Hazel, have you ever had any problems with the sugar caramelizing when you add the lye or is that the way it is supposed to look?  I think that is what happened when I made my carrot cake soap and why it turned a bright orange/tomato blood color.  
Thanks for the recipe!  looks great!


----------



## Hazel (Jul 19, 2010)

Yes, the sugar carmelized (euphemism for "I burnt the milk") on my first batch.    The milk turned an orangy color. Now I've learned to mix the lye in water and then add the coconut milk at trace.

Thanks for the compliment on the recipe. I was trying for a very moisturizing bar but with lots of bubbles. (I love bubbles!   ) I've made a second batch of this and didn't burn the milk. It's going to be sooo hard waiting to use this soap.  :cry:


----------



## dubnica (Oct 9, 2010)

so Hazel, how is the soap?


----------



## Hazel (Oct 9, 2010)

I forgot I posted this recipe. Thanks for asking!   

I got out my last bar and cut a little piece off of it to see how it's aging. The lather is fantastic but the soap is a bit drying. Although, it might be fine for someone who doesn't have dry skin.

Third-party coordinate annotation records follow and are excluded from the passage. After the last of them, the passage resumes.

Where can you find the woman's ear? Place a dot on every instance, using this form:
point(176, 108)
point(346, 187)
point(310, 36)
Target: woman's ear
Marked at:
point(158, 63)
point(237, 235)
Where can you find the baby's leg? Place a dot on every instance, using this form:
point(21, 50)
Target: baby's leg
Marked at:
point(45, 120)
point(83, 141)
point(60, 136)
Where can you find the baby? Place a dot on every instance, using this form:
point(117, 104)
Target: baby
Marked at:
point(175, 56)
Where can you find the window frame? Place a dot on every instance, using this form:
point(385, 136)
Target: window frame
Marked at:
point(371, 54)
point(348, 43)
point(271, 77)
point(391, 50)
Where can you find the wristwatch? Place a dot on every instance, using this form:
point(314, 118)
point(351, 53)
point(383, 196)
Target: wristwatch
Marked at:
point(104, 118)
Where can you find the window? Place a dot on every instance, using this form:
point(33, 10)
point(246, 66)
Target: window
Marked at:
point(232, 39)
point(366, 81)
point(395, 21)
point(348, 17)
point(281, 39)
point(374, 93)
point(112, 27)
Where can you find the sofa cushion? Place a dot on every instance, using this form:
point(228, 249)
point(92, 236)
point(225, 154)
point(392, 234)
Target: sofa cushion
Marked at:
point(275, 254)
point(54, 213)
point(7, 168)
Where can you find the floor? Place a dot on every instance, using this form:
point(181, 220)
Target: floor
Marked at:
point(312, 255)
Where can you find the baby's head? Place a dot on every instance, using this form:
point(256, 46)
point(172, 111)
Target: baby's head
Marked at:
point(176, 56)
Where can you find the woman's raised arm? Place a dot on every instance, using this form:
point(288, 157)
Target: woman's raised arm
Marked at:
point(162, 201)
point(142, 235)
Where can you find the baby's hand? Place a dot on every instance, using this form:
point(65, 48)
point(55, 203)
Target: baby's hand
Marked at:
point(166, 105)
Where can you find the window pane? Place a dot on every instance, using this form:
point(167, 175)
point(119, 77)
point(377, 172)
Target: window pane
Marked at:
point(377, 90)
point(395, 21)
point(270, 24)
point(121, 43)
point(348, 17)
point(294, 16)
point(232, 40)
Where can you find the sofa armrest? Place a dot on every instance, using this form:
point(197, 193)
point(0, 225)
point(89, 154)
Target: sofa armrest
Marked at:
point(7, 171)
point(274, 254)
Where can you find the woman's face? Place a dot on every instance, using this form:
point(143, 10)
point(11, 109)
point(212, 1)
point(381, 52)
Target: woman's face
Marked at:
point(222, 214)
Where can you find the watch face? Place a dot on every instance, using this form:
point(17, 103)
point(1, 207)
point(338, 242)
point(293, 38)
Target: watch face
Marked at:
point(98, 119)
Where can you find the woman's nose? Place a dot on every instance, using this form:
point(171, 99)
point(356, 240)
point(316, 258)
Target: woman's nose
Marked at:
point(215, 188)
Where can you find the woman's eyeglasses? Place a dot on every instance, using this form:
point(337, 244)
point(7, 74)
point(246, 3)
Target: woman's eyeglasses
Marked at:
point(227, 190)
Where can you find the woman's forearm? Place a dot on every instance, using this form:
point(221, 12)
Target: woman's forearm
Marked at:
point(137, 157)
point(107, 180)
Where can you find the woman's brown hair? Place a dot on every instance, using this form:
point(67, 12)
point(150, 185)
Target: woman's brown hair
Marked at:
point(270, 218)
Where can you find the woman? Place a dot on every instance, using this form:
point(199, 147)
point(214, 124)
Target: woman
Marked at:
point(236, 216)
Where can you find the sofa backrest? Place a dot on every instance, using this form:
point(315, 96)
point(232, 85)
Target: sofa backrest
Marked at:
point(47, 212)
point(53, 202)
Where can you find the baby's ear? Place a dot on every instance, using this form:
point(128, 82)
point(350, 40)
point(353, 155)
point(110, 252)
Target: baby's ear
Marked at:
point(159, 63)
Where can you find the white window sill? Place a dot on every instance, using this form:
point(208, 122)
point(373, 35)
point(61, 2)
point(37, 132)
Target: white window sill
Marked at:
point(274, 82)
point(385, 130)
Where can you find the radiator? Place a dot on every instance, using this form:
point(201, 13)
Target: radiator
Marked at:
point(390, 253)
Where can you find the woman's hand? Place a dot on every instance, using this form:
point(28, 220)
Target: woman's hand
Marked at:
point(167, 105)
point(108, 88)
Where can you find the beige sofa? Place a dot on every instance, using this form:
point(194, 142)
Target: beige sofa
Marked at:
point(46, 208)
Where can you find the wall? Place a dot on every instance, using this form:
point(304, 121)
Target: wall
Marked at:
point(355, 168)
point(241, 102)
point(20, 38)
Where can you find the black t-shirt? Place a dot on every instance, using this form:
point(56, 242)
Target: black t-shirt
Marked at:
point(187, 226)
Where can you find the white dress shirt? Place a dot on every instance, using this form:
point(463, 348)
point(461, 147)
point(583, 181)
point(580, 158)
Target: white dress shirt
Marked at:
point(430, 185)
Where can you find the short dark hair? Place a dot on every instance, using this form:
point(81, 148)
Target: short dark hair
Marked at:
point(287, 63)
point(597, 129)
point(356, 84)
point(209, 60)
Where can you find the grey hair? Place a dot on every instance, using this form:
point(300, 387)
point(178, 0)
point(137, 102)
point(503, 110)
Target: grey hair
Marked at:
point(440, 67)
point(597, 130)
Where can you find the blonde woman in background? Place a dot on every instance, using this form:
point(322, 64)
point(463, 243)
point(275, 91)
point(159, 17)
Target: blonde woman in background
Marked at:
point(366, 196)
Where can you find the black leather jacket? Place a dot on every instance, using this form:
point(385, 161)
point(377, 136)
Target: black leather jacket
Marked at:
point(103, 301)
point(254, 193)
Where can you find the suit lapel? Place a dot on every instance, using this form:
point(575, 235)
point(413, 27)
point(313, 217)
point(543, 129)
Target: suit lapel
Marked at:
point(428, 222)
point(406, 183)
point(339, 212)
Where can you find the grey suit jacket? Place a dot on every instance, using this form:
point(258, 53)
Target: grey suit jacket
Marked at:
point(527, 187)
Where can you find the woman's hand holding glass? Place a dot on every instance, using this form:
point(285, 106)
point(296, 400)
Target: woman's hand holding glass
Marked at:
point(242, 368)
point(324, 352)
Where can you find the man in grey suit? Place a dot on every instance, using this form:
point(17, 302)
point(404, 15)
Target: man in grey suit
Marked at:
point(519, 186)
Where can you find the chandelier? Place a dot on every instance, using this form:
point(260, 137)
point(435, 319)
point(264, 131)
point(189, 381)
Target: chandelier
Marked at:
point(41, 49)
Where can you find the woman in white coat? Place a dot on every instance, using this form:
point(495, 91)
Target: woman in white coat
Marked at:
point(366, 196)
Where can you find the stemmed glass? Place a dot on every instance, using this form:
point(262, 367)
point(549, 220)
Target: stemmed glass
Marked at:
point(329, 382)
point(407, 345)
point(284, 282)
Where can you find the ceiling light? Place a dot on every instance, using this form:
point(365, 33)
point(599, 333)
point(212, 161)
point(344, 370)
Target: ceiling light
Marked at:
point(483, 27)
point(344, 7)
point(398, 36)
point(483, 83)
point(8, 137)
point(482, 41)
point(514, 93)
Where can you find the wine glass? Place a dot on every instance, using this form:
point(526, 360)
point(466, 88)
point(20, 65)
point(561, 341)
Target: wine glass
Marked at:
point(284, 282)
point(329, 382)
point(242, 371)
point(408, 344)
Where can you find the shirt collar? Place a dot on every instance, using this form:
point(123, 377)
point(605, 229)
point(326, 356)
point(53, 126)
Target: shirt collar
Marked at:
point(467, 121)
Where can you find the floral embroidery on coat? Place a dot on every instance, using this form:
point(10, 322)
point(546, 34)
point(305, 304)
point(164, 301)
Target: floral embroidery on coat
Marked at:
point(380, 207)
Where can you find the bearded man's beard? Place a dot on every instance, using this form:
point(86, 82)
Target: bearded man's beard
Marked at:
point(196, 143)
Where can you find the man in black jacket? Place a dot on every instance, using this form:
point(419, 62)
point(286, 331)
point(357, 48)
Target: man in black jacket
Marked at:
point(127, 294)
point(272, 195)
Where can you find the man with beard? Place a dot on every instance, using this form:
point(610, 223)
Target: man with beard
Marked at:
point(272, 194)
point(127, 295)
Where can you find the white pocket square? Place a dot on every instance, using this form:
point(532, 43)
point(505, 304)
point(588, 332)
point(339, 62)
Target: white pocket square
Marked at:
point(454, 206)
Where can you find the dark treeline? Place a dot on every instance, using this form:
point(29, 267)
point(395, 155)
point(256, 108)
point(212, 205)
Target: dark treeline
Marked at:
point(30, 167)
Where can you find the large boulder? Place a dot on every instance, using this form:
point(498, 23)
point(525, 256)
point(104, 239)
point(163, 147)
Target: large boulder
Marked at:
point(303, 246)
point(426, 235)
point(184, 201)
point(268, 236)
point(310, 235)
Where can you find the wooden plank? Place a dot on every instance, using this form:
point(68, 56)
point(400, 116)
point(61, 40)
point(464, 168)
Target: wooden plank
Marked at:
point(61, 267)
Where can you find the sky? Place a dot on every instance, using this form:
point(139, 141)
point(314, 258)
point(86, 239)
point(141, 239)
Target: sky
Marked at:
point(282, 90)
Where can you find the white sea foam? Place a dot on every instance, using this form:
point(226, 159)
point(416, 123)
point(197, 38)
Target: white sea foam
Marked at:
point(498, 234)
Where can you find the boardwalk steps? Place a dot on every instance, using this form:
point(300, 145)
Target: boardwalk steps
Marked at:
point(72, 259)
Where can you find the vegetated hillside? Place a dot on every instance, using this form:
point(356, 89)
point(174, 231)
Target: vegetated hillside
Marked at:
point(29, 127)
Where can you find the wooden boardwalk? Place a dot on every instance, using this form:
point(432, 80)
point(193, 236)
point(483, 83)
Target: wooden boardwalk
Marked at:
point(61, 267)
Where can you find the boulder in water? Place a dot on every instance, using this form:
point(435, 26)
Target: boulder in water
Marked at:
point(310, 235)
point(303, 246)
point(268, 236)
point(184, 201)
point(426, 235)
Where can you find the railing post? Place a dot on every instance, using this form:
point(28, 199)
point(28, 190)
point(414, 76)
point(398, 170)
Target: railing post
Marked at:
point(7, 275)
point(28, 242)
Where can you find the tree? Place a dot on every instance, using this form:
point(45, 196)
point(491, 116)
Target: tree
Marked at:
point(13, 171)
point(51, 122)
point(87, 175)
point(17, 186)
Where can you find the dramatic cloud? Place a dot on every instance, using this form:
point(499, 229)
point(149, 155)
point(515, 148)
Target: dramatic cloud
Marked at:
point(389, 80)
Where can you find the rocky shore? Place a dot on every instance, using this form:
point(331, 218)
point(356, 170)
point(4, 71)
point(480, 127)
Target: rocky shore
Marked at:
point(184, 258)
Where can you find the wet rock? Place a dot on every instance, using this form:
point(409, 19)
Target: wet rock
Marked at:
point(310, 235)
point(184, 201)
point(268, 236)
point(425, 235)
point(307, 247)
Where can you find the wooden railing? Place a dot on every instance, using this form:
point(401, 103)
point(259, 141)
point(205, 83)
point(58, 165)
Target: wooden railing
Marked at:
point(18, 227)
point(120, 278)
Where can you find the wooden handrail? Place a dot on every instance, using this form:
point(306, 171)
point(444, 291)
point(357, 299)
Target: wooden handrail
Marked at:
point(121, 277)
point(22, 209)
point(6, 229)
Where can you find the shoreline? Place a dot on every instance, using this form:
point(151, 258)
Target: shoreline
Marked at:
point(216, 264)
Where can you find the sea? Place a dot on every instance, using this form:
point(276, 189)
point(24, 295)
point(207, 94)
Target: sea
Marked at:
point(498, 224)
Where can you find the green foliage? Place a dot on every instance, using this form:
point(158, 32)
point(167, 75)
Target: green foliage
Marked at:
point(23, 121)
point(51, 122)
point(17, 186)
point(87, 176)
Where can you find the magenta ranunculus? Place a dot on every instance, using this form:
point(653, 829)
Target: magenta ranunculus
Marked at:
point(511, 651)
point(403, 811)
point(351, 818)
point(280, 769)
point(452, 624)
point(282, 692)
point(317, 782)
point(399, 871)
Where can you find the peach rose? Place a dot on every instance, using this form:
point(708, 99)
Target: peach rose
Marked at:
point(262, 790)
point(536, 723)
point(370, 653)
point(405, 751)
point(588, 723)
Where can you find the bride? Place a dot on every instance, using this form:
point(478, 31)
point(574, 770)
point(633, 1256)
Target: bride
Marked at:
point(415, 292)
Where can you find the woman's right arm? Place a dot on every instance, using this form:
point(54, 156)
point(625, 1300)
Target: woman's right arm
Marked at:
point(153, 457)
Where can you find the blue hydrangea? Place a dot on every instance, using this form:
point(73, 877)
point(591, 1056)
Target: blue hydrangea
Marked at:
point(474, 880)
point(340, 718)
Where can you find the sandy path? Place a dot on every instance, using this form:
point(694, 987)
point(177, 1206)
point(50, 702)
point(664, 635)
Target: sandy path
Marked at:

Some other observations - 

The lather isn't brown anymore. It's a lovely white.

I saw bits of creamy white in the soap. I'm guessing but this may be mango butter.

I can still smell a bit of vanilla but I've noticed another off scent. I think one of my oils went rancid. I'm sure it's the AKO since it was the oldest oil and I used quite a bit of it. After washing my hands, the soap still left a pleasant scent so I'll toss this bar in the shower to get it used up.

Next time I make this batch, I'm going to reduce the amount of coconut and AKO and up the percentage of olive. I might even eliminate AKO and use a different oil. I'll have to think about it.


----------